Jack added that he knew the man personally, and as he didn't wish to wait for office hours, would ring Sanders up at his own house. He would call there and tell the man something of the case to save Juliet useless questions and answers. Then, he hoped, they could both come round to see her.
As it turned out, however, Manners went alone to the Phayre house. He had not seen Sanders. The detective (to whom Jack had vainly tried to 'phone the night before) had not yet returned from the country where he had spent the last few days. He had luckily left word that he would be at his office by ten o'clock; and having sent a request for an immediate appointment there, Jack was ready for a talk with his cousin.
It was hard to put Lyda Pavoya's case impersonally and impartially to Juliet. As he framed the story in his own words, he saw Lyda again as he had seen her last night, heard her sweet, vibrating voice with its delicious accent. The glamour of the woman took possession of him once more. He tried to be judicial, but he could be so only in manner. Telling the tale, he was impressed with the way detail after detail fitted itself into probability; and as Juliet's face showed how the door of her mind shut against Lyda, his own opened. He had left Lyda, and had become her judge. Juliet's silent antagonism made him again Lyda Pavoya's defender.
"I don't believe one word!" Juliet flamed out, when he had finished.
Manners found himself quite unreasonably angry: he, who had walked the streets raging against his own weakness for Pavoya!

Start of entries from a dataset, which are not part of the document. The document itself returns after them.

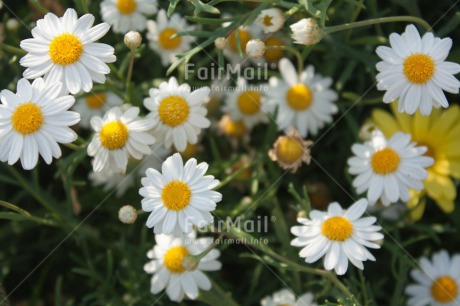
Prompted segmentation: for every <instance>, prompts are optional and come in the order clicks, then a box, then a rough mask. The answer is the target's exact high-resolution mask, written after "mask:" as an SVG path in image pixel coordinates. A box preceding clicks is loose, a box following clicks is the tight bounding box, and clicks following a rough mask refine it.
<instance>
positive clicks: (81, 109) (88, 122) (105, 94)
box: [73, 92, 123, 129]
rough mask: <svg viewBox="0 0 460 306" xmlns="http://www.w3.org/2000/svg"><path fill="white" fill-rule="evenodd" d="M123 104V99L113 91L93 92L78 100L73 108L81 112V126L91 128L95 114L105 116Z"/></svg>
mask: <svg viewBox="0 0 460 306" xmlns="http://www.w3.org/2000/svg"><path fill="white" fill-rule="evenodd" d="M121 104H123V100H122V99H121V98H120V97H118V96H117V95H116V94H115V93H113V92H101V93H95V94H94V93H91V94H89V95H87V96H85V97H82V98H80V99H78V100H77V103H75V106H74V107H73V110H74V111H76V112H78V113H80V115H81V121H80V126H82V127H84V128H86V129H87V128H89V127H90V125H89V121H90V120H91V118H92V117H93V116H100V117H101V116H103V115H104V113H105V112H106V111H107V110H108V109H110V108H112V107H114V106H120V105H121Z"/></svg>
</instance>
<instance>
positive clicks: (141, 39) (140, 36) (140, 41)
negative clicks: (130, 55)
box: [125, 31, 142, 50]
mask: <svg viewBox="0 0 460 306" xmlns="http://www.w3.org/2000/svg"><path fill="white" fill-rule="evenodd" d="M141 43H142V36H141V34H139V32H136V31H130V32H128V33H126V34H125V45H126V46H127V47H128V48H130V49H131V50H132V49H137V48H139V46H140V45H141Z"/></svg>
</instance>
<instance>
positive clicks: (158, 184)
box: [139, 153, 222, 236]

"You wanted me to get her story," he said. "Well, I've got it, and all you have to say is that it's a pack of lies. I can do no more."
Juliet felt stricken. "Do you mean you take it all as gospel truth yourself?" she challenged.
"It seems to me to hang together perfectly."
"It would! She's clever as—a serpent."
Jack frowned. "You don't seem pleased to have your own husband turned into a hero instead of a villain."